By this point, flood waters reached halfway up the stairwell and the only means of escape was by RNLI boat.
He was then taken to the rest centre at St Asaph where he was supported by Red Cross volunteers.
"It was a very traumatic experience," he said.
"Nothing like this has ever happened here before, but I am amazed at the resilience and sense of community that has come about because of this event."
Prime Minister David Cameron also sent his sympathy to those hit by flooding in St Asaph, saying the pictures showed floods of "biblical scenes".
Hundreds of people were urged to flee their homes after the river Elwy reached record levels and burst through flood defences.
Families in St Asaph were encouraged to leave their homes and move in with friends or family until the risk subsided.
A centre for people affected by flooding will stay open to offer support.
A Facebook network has also been set up by St Asaph resident Mark Young to help co-ordinate support to victims.
"We have had offers of help from individuals and companies large and small offering food, machinery, vehicles and manpower," he said.
"We've had families who want to donate clothes. Many want to give money to help the victims as they try and put their lives and their homes back together.

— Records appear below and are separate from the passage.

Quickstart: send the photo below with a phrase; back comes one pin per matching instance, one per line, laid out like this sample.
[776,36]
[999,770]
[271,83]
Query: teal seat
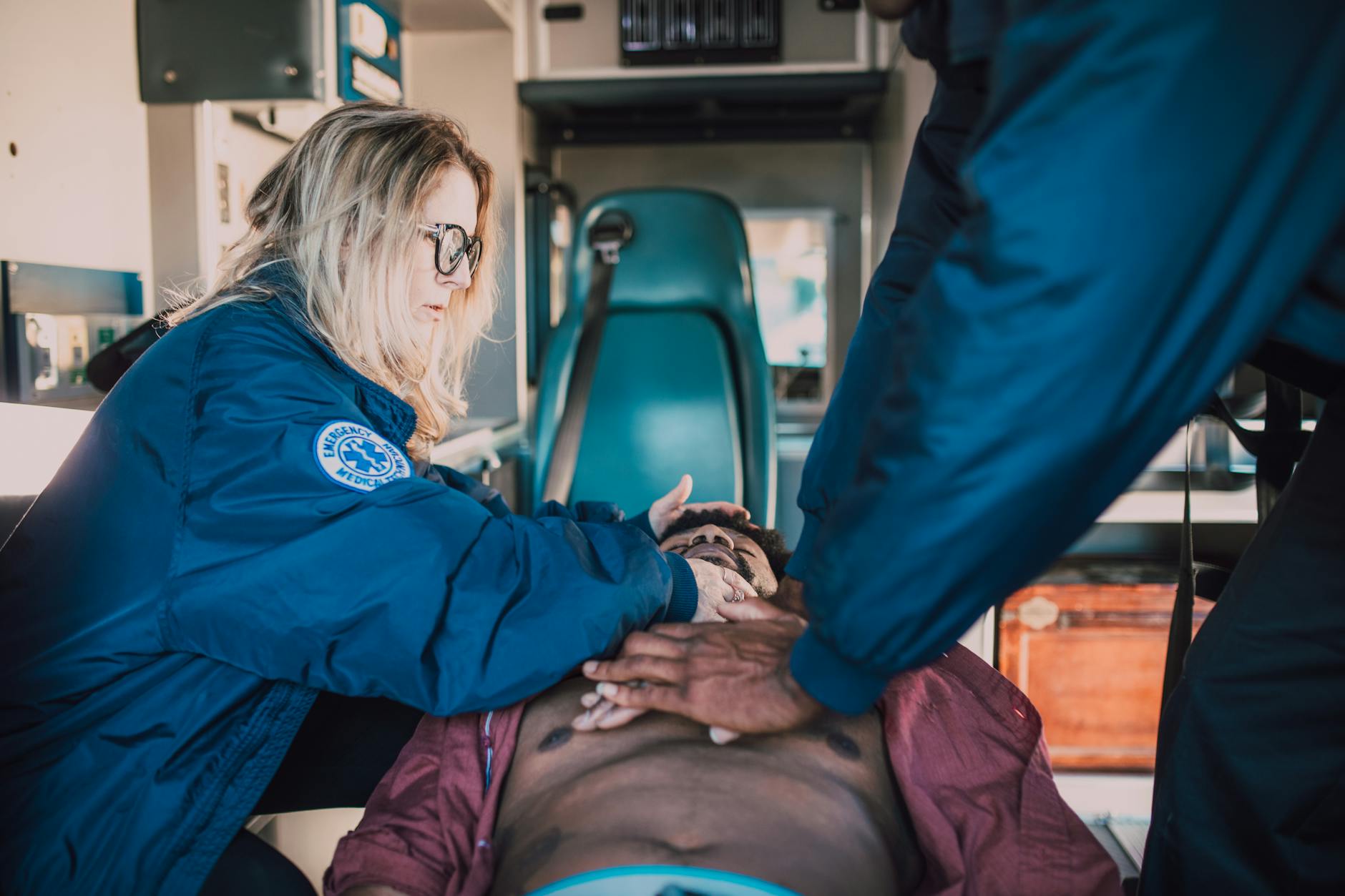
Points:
[683,384]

"The scale of the problem is immense but, if we get ourselves organised and work with the council, I think we can make a contribution."
Firefighters have been removing water from St Asaph but are preparing to switch off their pumps later as water levels drop.
Denbighshire and Conwy councils said they were continuing to offer advice to residents in several areas.
The Glasdir estate in Ruthin was among those affected and some angry residents say they had been assured the estate would not flood.
The Welsh government-owned land in Denbighshire was bought by developer Taylor Wimpey, which says it was told flood defences were already on site.
Some local people claim they knew the area was a potential flood risk, but say they were assured defences were in place.
The first minister, who visited north Wales on Wednesday to meet affected residents and volunteers, said: "There are flood defences there, ironically enough.
"What we don't understand at the moment is what happened - did the water go round the flood defences? Was it groundwater rising up? Were the flood defences over-topped?"
Meanwhile, a post mortem examination is due to take place later on the body of Margaret Hughes, who died during the flooding in St Asaph.
She had been due to celebrate her 92nd birthday on Thursday.